We are inviting researchers and students to participate in the shared task CoLI-Dravidian: Word-level Code-Mixed Language Identification in Dravidian Languages, which is held as a shared task in the 16th
meeting of Forum for Information Retrieval Evaluation (FIRE 2024).
Language Identification (LI) involves detecting the language(s) used in a given text, which is a preliminary step for many applications such as sentiment analysis, machine translation, information retrieval,
and natural language understanding. In multilingual India, especially among the youth, social media often features code-mixed text, blending local languages with English at various levels. However, this poses significant challenges for LI, particularly when
languages are mixed within a single word. Dravidian languages, extensively spoken in southern India, are under-resourced despite their rich morphological structure. These languages face technological challenges, especially in script representation on digital
platforms, leading users to prefer Roman or hybrid scripts for communication. This prevalent code-mixing offers vast linguistic data for research yet remains understudied.

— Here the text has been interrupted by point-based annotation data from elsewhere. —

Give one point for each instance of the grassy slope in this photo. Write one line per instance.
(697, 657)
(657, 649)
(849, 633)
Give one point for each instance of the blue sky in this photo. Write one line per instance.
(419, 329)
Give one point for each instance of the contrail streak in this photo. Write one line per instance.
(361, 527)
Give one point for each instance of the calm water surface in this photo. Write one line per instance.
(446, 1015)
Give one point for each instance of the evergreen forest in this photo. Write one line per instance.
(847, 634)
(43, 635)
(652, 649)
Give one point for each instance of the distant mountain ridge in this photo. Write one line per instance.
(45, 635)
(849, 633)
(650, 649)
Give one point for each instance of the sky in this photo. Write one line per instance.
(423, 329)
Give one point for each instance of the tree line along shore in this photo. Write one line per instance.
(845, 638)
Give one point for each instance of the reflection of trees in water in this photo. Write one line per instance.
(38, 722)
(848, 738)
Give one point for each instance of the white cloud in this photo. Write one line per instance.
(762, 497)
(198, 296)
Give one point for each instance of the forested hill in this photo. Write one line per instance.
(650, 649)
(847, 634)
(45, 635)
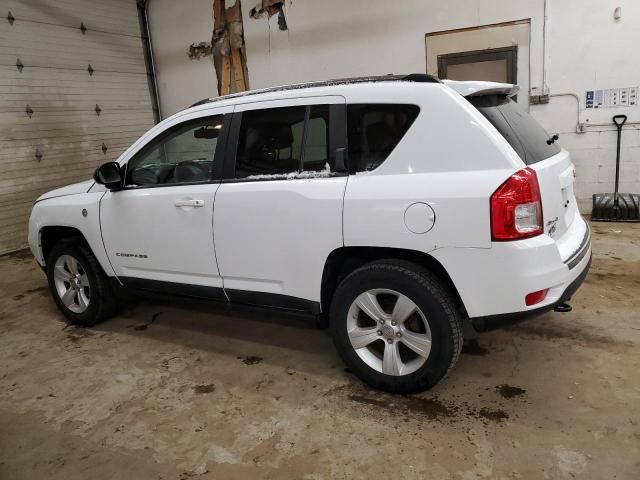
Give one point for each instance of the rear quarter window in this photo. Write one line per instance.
(521, 130)
(374, 130)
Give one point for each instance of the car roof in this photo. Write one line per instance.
(478, 88)
(414, 77)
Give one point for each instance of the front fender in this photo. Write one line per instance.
(69, 211)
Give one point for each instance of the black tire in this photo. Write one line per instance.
(429, 294)
(103, 303)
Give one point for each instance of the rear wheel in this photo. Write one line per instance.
(79, 287)
(396, 326)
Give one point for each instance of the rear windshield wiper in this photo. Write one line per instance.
(553, 139)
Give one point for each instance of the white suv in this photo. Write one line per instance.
(392, 207)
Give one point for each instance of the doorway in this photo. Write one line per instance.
(492, 64)
(503, 57)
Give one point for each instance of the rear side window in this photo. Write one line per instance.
(521, 130)
(374, 130)
(286, 141)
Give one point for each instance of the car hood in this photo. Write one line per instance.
(73, 189)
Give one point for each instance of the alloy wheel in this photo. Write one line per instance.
(72, 283)
(389, 332)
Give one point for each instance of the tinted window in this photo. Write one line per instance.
(520, 129)
(374, 130)
(278, 141)
(183, 154)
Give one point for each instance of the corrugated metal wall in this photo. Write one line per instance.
(58, 120)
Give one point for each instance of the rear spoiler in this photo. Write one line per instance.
(476, 89)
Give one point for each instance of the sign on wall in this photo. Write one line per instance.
(612, 97)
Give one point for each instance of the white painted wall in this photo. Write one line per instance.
(173, 26)
(587, 49)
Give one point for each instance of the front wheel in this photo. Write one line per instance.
(396, 326)
(78, 284)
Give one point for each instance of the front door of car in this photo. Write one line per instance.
(158, 230)
(278, 212)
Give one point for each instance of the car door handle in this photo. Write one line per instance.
(189, 203)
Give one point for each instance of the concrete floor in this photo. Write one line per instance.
(182, 391)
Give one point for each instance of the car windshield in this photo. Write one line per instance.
(527, 137)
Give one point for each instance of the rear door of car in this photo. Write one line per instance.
(278, 211)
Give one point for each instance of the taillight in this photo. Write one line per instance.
(516, 209)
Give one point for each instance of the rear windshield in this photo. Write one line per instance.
(520, 129)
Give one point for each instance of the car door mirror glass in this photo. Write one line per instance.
(208, 133)
(109, 175)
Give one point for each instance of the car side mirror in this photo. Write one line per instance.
(109, 175)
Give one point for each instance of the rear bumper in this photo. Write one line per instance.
(493, 322)
(494, 282)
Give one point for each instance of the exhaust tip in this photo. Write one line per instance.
(563, 308)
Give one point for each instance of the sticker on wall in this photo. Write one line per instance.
(612, 97)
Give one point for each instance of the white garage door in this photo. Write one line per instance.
(73, 94)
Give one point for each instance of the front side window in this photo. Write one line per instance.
(183, 154)
(283, 142)
(374, 130)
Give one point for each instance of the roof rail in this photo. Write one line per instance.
(413, 77)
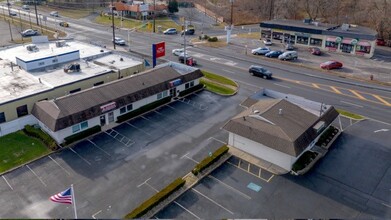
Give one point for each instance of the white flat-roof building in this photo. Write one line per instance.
(34, 72)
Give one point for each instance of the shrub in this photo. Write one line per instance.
(154, 200)
(143, 109)
(190, 90)
(210, 159)
(83, 134)
(213, 39)
(38, 133)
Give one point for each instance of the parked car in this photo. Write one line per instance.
(267, 42)
(380, 42)
(170, 31)
(189, 60)
(119, 41)
(315, 51)
(289, 47)
(188, 32)
(54, 13)
(260, 51)
(64, 24)
(260, 71)
(177, 52)
(12, 13)
(332, 64)
(29, 32)
(288, 55)
(274, 54)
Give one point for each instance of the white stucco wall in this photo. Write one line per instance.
(261, 151)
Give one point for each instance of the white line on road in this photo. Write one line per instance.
(277, 84)
(96, 213)
(349, 103)
(187, 210)
(60, 166)
(36, 175)
(7, 182)
(212, 201)
(80, 156)
(230, 187)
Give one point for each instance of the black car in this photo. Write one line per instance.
(188, 32)
(260, 71)
(274, 54)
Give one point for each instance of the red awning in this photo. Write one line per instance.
(364, 43)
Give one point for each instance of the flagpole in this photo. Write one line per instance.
(74, 201)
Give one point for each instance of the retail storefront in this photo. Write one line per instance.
(347, 39)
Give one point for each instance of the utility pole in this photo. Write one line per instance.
(112, 22)
(36, 13)
(154, 16)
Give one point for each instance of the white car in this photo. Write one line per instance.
(119, 41)
(177, 52)
(267, 42)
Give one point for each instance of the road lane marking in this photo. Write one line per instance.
(382, 100)
(230, 187)
(7, 182)
(187, 210)
(212, 201)
(36, 175)
(349, 103)
(358, 95)
(66, 171)
(335, 90)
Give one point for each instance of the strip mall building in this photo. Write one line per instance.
(346, 38)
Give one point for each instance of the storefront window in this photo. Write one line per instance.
(302, 40)
(363, 49)
(316, 42)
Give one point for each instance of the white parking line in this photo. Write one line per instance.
(80, 156)
(95, 145)
(187, 210)
(60, 166)
(142, 130)
(212, 201)
(96, 213)
(7, 182)
(36, 175)
(230, 187)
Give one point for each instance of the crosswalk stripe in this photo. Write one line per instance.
(358, 95)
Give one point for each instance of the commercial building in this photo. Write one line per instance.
(345, 38)
(43, 71)
(101, 106)
(278, 128)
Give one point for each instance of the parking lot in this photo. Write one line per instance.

To address word-level LI challenges in code-mixed Dravidian languages, we are conducting a shared task by providing code-mixed datasets for four languages - Kannada, Tamil, Malayalam, and Tulu, to encourage
the development of advanced LI models.
There will be a real-time leaderboard, and the participants will be allowed to make a maximum of 10 submissions in the
training phase and 5 submissions in the testing phase through CodaLab. Each team will have to select the best submission for ranking.